You don't hate freedom, do you? You love America, right?

The US Department of Defense wants you to contribute unclassified code to software projects developed in support of national security.

Toward that end, it has launched Code.mil, which points to a Github repository intended to offer public access to code financed by public money. But at the moment, the DoD's repo lacks any actual code.

Open source and free software represent industry best practices, the DoD said in a statement, even as it acknowledged the agency has yet to widely adopt it. Code.mil represents an attempt to change that dynamic.

On the project website, the DoD goes so far as to suggest that anything other than open source software puts lives at risk.

"US military members and their families make significant sacrifices to protect our country," the agency explains in its FAQs. "Their lives should not be negatively impacted by outdated tools and software development practices that lag far behind private sector standards."

And in case that isn't clear enough, the agency states, "Modern software is open sourced software."

But before open source can ride to the rescue, government programmers and whatever community coalesces around them will need to find a suitable software license to apply to DoD projects.

Because code written by federal government employees for the most part does not qualify for copyright protection, it cannot be protected by licenses that rely on copyright law.

But a Creative Commons Zero (CC0) license, which would put the code into the public domain, isn't quite the right fit. Outside the US, countries may not accept CC0 as a valid way to waive copyrights or may have different legal requirements, which makes contributions from those abroad problematic.

"Software constantly evolves with each contribution potentially having a different copyright and license status," the agency says. "Merely placing source code in the public domain with CC0 1.0 does not address how contributions will affect the openness of the project over time."

So rather than using a common open source license or creating a new one – something the DoD CIO discourages – the agency has drafted a proposed Defense Open Source Agreement (DOSA), which uses "contract law to attach licenses to our projects."

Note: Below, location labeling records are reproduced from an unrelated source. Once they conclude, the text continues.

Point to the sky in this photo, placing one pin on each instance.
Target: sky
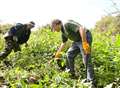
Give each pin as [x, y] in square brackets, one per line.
[86, 12]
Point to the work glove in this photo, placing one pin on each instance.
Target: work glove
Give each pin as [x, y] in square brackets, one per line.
[86, 47]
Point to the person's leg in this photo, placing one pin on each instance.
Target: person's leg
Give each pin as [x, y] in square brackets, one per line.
[8, 48]
[88, 63]
[16, 47]
[71, 54]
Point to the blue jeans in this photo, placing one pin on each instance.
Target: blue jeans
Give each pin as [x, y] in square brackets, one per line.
[72, 52]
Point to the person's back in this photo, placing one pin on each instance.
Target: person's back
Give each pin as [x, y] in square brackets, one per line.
[16, 36]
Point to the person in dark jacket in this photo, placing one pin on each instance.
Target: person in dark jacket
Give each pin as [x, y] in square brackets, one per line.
[82, 40]
[17, 35]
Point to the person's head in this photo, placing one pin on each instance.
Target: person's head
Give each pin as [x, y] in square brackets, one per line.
[30, 25]
[56, 25]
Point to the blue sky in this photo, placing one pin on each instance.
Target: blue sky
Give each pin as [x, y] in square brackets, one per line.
[86, 12]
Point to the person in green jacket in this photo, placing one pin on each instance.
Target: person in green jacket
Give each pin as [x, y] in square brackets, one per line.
[82, 40]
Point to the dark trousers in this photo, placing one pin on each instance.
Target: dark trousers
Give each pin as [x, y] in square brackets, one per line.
[76, 49]
[9, 46]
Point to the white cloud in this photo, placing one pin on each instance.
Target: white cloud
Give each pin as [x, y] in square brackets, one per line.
[42, 11]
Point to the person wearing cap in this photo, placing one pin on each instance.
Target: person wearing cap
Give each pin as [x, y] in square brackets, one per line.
[82, 40]
[17, 35]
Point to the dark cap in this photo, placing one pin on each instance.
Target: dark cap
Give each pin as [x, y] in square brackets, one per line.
[33, 23]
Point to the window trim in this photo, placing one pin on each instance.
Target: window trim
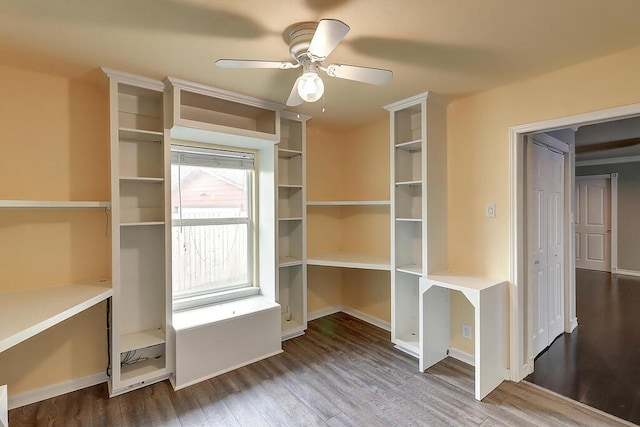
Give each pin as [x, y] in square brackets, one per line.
[244, 290]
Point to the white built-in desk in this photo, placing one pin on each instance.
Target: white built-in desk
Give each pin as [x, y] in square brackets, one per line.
[489, 299]
[25, 313]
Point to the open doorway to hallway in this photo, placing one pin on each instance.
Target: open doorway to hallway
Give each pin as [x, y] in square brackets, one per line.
[598, 364]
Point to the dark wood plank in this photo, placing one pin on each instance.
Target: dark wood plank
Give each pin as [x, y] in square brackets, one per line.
[598, 364]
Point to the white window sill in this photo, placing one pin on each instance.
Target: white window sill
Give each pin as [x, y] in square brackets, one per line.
[221, 312]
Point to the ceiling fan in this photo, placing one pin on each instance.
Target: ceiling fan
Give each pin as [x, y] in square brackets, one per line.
[309, 44]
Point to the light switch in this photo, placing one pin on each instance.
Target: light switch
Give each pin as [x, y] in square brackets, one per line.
[491, 210]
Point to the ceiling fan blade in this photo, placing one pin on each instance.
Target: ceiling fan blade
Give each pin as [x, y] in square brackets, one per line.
[375, 76]
[328, 35]
[294, 97]
[248, 63]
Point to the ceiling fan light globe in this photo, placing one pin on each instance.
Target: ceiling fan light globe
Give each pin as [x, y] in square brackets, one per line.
[310, 86]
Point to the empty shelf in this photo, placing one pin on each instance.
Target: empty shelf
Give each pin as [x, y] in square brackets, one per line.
[48, 204]
[350, 260]
[25, 313]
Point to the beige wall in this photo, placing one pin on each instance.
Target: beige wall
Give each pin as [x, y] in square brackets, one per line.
[349, 165]
[478, 150]
[54, 140]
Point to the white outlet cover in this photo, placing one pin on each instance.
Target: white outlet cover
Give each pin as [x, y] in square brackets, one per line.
[491, 210]
[466, 332]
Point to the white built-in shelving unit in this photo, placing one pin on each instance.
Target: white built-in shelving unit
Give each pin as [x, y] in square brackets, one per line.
[418, 208]
[27, 312]
[336, 211]
[209, 340]
[291, 274]
[141, 295]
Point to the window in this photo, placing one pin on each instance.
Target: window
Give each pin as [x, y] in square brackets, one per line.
[212, 224]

The DOSA lets the DoD require that contributors abide by an open source license despite its lack of copyright – the right by which a software license would typically be imposed. It also requires that contributors accept an agreement known as a Developer's Certificate of Origin, by which programmers attest that they have the right to any code they may contribute.

The DOSA thus provides a way for the DoD to accept code contributions from foreign contributors while minimizing the legal risk they might face from a local copyright claim.

Whether or not the DoD's DOSA is legal isn't entirely clear. Chaim Krause, whose Twitter account identifies him as a civilian employee of the US Army, through GitHub's Issues system questions the claim that the DoD can require software to be released under an arrangement other than public domain.

The US Army Research Laboratory (ARL) requires a Creative Commons Zero (CC0) license (public domain), in conjunction with an ARL Contributor License Agreement from every contributor to ensure contributed code can be contributed.

The DoD says its Defense Digital Service (DDS), which spearheaded Code.mil, has consulted with the Open Source Initiative and Free Software Foundation on its approach to licensing.